Lakshmi Srinivasan is a senior technical leader within the energy storage program at EPRI. She leads the battery safety research program developing new learnings and guidance for the industry. Lakshmi also does research in emerging storage and controls technologies, evaluating the performance and viability of new products. She aims to incorporate social equity and environmental justice into EPRI’s storage research. She serves on technical panels for standards making bodies, such IEEE and CSA. Prior to EPRI, Lakshmi spent ten years commercializing various storage technologies, including compressed-air energy storage, Lithium-ion batteries and flow batteries. Lakshmi earned a bachelor’s degree in Mechanical Engineering from Dartmouth College and a master’s degree in Energy Science and Technology from ETH Zurich.


Loraine Torres-Castro – Sandia National Laboratories 

Dr. Loraine Torres-Castro is the battery safety lead and principal member of technical staff at Sandia National Laboratories, where she leads research on the safety and reliability of electrochemical energy storage systems under off-normal and abuse conditions. Her work focuses on identifying the mechanisms that drive battery failure, from material-scale reactions to cell- and system-level hazards, and translating those findings into practical safety evaluation methods.

Since joining Sandia in 2016, Dr. Torres-Castro has led the growth of Sandia’s battery abuse testing portfolio and directs multidisciplinary work spanning destructive testing, thermal abuse, diagnostic methods, microcell-scale safety evaluation, and predictive safety modeling. Her current research emphasizes early identification of interaction-driven hazards in emerging battery chemistries, including solid-state and sodium-ion systems, where conventional component-level safety assumptions may not capture full-cell failure behavior.

Dr. Torres-Castro is the author of the USABC Battery Abuse Testing Manual for Electric Vehicle Applications and advises national and international efforts in battery safety, standards development, and energy storage reliability. She received her doctorate in chemical physics and bachelor’s of science in physics from the University of Puerto Rico.


Jeremy Twitchell – Pacific Northwest National Laboratory 

Jeremy Twitchell is a senior energy analyst at the Pacific Northwest National Laboratory, where he leads PNNL’s work on the Energy Storage Analysis area of the Energy Storage Program funded by the Department of Energy – Office of Electricity. His research focuses on identifying the regulatory barriers that impede the deployment of energy storage technologies and options for reducing or eliminating those barriers, as well as providing technical assistance to states on energy storage-related topics. He also supports other efforts at the lab in areas related to grid planning, energy policy, and energy regulation. Prior to joining PNNL, Jeremy spent five years at the Washington Utilities and Transportation Commission.

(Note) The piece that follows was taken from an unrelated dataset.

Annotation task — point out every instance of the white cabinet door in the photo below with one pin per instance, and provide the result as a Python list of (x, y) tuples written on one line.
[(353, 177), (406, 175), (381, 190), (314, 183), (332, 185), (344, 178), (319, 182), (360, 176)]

Hsin Wang – Oak Ridge National Laboratory

Dr. Hsin Wang is a distinguished scientist at ORNL with expertise in the thermal transport properties of materials, energy conversion materials, and energy storage materials. He has conducted extensive research on thermal management of energy storage systems and safety testing of Li-ion batteries. Dr. Wang has developed various thermal runaway test methods, including pinch and pinch-torsion tests. He is the PI of multiple DOE and NTHSA projects on disassembly of EV packs and modules. Recently, his focus is on early detection of battery overheating using acoustic emission (AE). He served as the past chairman and is current board member of the international Thermal Conductivity Conference (ITCC).